There was plenty of measured, careful reporting around all of that stuff. There was plenty of irresponsible reporting too. There was also plenty of self-flagellation afterwards over a lot of it.
(The Trump campaign, along with folks in it's orbit, did collude with Russia. People went to jail. Paul Manafort literally met a Russian spy on a park bench, kind of like you see in the spy movies, to covertly hand over proprietary voter data. Roger Stone was coordinating with Russian hackers and wikileaks to leak hacked DNC data, etc.)
> I'm skeptical of all the talk about "authoritarianism."
If you can't recognize it as a sign of authoritarianism when a sitting president nearly murdered an entire building full of cops, legislators, staff and his own vice president in a mad, desperate bid to nullify an election and seize power, I'm not sure what can break through.
But we are backsliding, there's no doubt about that. How far we fallback will depend on how effectively we oppose... well.. the current ruling party as it currently exists.
"There has been a government-wide purge going on of references to any sorts of DEI (diversity, equity, and inclusion) criteria, and indeed, various elected and unelected officials have for some time now been using "DEI" as a scapegoat term and apparently a shorter way of casting suspicion on anything that is not being run by some white guy. As a white guy myself, I find this phenomenally offensive, and I can't even imagine how I'd be feeling about it as a direct target of this garbage"
This is the kind of comment that caused all the public backlash against DEI. Completely out of touch. If you talk this way, don't expect the public to believe your claims about defunding.
The majority of the public is fed up with DEI programs. Cherry picking a single appointment because the guy is unqualified but White doesn't really mean anything compared to the programs that caused thousands of people lost job and educational opportunities.

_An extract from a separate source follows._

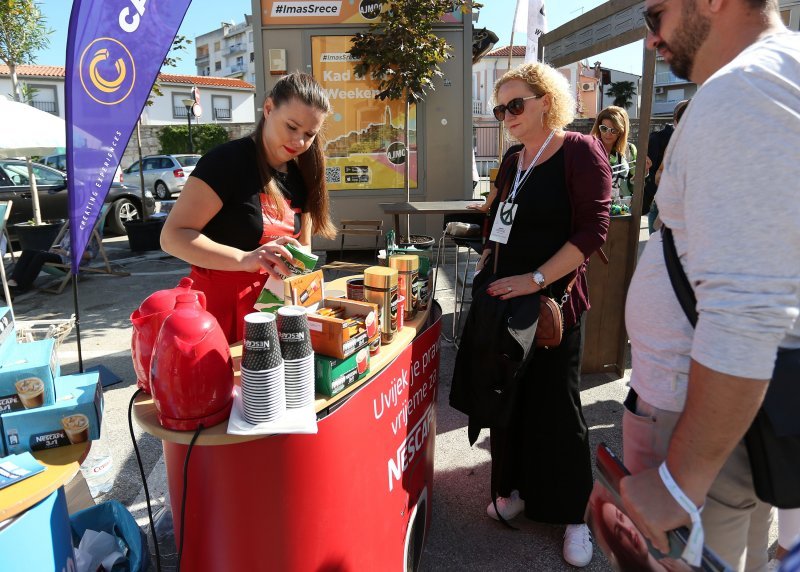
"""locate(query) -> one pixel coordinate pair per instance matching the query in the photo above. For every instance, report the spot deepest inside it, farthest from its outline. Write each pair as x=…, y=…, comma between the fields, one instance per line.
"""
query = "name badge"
x=501, y=229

I think they should have been more specific with their wording of the order. It does not specifically say studies or datasets, but it doesn't make it clear that they should be excluded. The actual order:
- Take down all outward facing media (websites, social media accounts, etc.) that inculcate or promote gender ideology.
- Withdraw any final or pending documents, directives, orders, regulations,
materials, forms, communications, statements, and plans that inculcate or promote gender ideology.
The order itself is poorly written, and was clearly drafted by someone who understands neither government process or the confusing reality of biological sex. For example, it seems not to acknowledge the factual biological reality of intersex people at all.
Worse, It provides no clear definitions, funding, or means to enforce compliance. Just an unreasonable and vague demand, especially when applied to the work of scientists.
It belies a middle school level understanding of the world we live in, and it's ridiculous demands should be met with only scorn and derision. This is not how functional grown ups behave, it's how angry children who believe that all complex problems have simple answers behave.
This doesn't make any sense. Obviously those conditions lead to incredible thriving in the past. This guy is basically arguing that because it doesn't work now (in a super diverse globalized world) that it never actually worked.
These are the same kind of "they just got lucky" arguments I see constantly to downplay the achievements of any specific group of people.